Due to the limited number of comparators in DWT (see Section [II\)](#page-1-0), we cannot monitor a large number of variables if they are scattered across the address space of the firmware. We address this issue by relocating all critical variables to a single memory region called *GuardedZone*. *InvisiGuard* prevents any

illegal write attempts to this zone. A critical variable can appear in any of the stack, heap, or data/BSS segments. Correspondingly, we split *GuardedZone* into three sub-regions, as shown in Figure [1.](#page-1-1)

Critical Variables on Stack and Heap We treat critical stack variables as dynamic objects. That is, they are allocated on the heap on function entry and de-allocated on function exit. Together with the original critical heap variables, they are stored in a sub-region of *GuardedZone*. The heap manager which manages both critical stack variables and heap variables is implemented based on FreeRTOS heap 2 [\[8\]](#page-14-22), a lightweight heap implementation. The metadata used to manage the heap is always marked as critical and is not an allowable write target for any non-TrustZone code.

Critical Variables in Data and BSS Segments Critical global variables are allocated in a dedicated data segment (\_critical\_data) or a BSS segment (\_critical\_ bss).

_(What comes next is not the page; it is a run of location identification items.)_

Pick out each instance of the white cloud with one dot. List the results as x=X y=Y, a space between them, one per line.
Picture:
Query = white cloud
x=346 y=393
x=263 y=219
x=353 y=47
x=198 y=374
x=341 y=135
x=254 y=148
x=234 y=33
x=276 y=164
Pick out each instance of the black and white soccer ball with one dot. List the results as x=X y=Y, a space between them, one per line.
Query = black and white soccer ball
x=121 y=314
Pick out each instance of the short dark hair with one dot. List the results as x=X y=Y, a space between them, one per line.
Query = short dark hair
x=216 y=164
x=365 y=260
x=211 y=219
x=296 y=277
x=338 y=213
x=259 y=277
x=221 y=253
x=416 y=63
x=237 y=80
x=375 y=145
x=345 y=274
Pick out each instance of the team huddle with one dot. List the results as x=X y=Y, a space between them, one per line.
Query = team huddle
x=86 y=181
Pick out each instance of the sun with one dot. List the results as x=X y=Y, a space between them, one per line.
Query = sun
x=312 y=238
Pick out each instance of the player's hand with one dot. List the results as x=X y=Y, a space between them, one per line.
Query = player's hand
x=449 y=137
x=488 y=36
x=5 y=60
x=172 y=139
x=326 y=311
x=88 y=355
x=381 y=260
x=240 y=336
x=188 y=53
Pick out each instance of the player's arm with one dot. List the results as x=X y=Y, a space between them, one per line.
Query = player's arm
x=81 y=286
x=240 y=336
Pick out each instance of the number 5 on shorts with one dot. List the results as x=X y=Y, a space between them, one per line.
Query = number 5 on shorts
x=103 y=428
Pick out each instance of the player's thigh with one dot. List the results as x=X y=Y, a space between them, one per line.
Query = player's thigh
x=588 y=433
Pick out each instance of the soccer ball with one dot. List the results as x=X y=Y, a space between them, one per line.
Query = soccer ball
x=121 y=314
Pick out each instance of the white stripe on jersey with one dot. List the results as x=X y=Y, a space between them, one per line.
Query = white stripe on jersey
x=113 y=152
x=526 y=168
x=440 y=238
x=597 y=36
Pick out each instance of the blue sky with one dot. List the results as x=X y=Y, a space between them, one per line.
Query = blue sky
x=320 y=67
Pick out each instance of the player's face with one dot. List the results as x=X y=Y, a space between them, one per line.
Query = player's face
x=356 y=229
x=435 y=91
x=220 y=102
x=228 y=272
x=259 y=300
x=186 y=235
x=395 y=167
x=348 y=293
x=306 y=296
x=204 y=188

These two segments are mapped to two separated subregions of the *GuardedZone*. Following the common practice in MCU programming, during booting, the chip initialization code needs to copy \_critical\_data from flash to the corresponding sub-region and to zero out the sub-region for \_critical\_bss.

Tracking Object Bounds The secure world needs to maintain the memory ranges for each critical variable. For global variables in the data/BSS segments, we directly get their static boundary information  $\{varID : (base, bound)\}$  from the symbol table. For critical variables on the heap or stack, since they are allocated on demand, their boundary information must be reported to the secure world dynamically. As such, we implement trusted\_malloc and trusted\_free as secure functions in TrustZone, which we use to handle both the heap and stack objects. Note that, although these functions run in the secure world, they manage non-secure heap memory for the normal-world firmware. This design leads to an important performance advantage: since a heap manager has to access heap memory to manage metadata, if we implement it in the normal world, numerous DWT exceptions would be unnecessarily triggered. In contrast, implementing it in the secure world suppresses such exceptions. This is because, in the secure world, we are free to manage DWT watchpoint configurations. Specifically, before storing the metadata, we configure the DWTs to disable the watchpoint mechanism on the memory being written to and enable it once the writes are completed.

# <span id="page-6-0"></span>*D. Write Integrity Check in TEE*

We configure watchpoints to deliver an exception to our secure-world handler on any write attempt to the *GuardedZone*. *InvisiGuard* performs a legitimacy check in the debug monitor handler in the secure world. The secure world can access the monitored memory without triggering exceptions. Our threat model assumes a powerful attacker who can arbitrarily write anywhere. To prevent them from disabling DWT at runtime, we use TrustZone to restrict access to DWT registers in the normal world after system initialization. We also use TrustZone to prevent attackers from manipulating the secure runtime, including the implementation of the debug monitor handler and the runtime data such as the allowable write target table and boundary information of critical variables.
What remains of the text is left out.